CRITIQUE Vénus Blonde (Blonde Venus)

Vénus Blonde

Critique du Film

Semblant avoir la farouche volonté de nous faire redécouvrir tout un pan du cinéma à travers de belles rééditions toujours agrémentées de bonus, Elephant Films a ressorti depuis le 7 février dernier Vénus Blonde de Josef von Sternberg. On s’est évidemment pressé sur l’édition, avide de découvrir ce film dans une réédition très élégante.
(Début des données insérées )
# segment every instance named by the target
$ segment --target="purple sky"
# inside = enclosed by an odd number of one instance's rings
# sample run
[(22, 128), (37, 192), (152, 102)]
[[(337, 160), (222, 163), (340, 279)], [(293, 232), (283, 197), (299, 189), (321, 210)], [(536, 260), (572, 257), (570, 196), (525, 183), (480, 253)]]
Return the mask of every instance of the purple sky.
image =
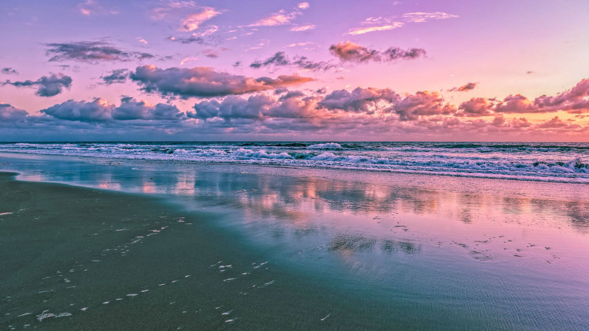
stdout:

Des sept films que Josef von Sternberg a tourné avec Marlene Dietrich, Vénus Blonde est certainement l’un des moins réussis. Cela ne l’empêche pas d’être intéressant, bien au contraire. Mais cette histoire d’une ancienne chanteuse remontant sur scène pour pouvoir payer à son mari un voyage en Europe qui pourrait le guérir de ses irradiations n’est jamais vraiment passionnante. La faute à un scénario maniant l’ellipse à tour de bras, ne nous permettant jamais de nous attacher au personnage de Dietrich. Celle-ci, en une heure et demie, rencontrera son mari, aura un enfant avec lui, reprendra la scène pour lui offrir le voyage en Europe, rencontrera un millionnaire qui deviendra son amant, fuira avec son enfant pour échapper à son mari, rendra son enfant en réalisant qu’elle est une mauvaise mère, retrouvera son amant et finira à nouveau dans les bras de son mari pour former une famille unie. Durant tout le film, Marlene Dietrich joue donc une girouette dont on a parfois du mal à saisir les intentions, empêchant alors de créer une véritable empathie avec elle. Son mari n’est guère mieux, un brin pleurnichard tandis que l’amant (Cary Grant dans un de ses premiers rôles) a l’air louche même si c’est lui qui aide le cercle familial à se reformer.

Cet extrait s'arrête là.